If I was your friend and we served together and you died doing what you believed in, would your soul wish I had a terrible life of pain and suffering?!
Life Instead of Death
When someone gives his life to save your life, you must not waste it. If someone buys your life at the price of his life, you do not dare waste it. Your moral, sacred responsibility is to lead the fullest, richest, best life you can.
Think about this, right now, ahead of time, while you are calm and rational. If you were the one to die and your buddy lived, you would want him to have the best life possible. You died to give him that.
Many warriors in their hour of despair have done the wrong thing, seeking a permanent solution to a temporary problem. They would have sworn that they would never consider suicide. At the moment of truth, however, they did the wrong thing because they had not, with all their heart and soul, worked through it ahead of time.

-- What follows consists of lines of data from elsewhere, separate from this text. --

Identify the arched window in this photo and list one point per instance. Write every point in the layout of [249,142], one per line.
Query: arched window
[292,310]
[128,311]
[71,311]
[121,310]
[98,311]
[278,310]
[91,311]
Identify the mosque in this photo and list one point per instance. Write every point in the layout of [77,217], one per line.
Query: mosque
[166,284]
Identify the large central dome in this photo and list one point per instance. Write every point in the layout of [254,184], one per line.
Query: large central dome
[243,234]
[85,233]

Dr. Grossman uses the following, to make his point:
Saving Private Ryan. Do you remember the end of the movie, when the last Ranger, Captain Miller, lay dying on the bridge? He looks up at Ryan, he looks up at us, and what are his dying words? “Earn this. Earn it.” Earn it. Be worthy. Don’t waste it.
Do you remember the old man at the very end of the movie standing over the grave of his comrades with his grandbabies and his great-grandbabies bouncing all around him? He looks over at his wife, and says, “Tell me I’ve led a good life. Tell me I’ve been a good man.”
How can we equip ourselves, train ourselves, and prepare ourselves so that we will not be found wanting at our moment of truth? How can we “earn” this? As warriors, we can learn, strive and prepare ourselves but in the end we can never truly earn it. We can, however, strive to do our best, like Private Ryan, and dedicate ourselves, ahead of time to master survivor guilt and lead the full, rich and productive life that has been purchased for us at such a dear cost.
One U.S. military leader wrote these words as he witnessed his soldiers engage in great acts of valor: Dear God, where do we get such men? What loving God has provided, that each generation, afresh, there should arise new giants in the land. Were we to go but a single generation without such men, we should surely be both damned and doomed.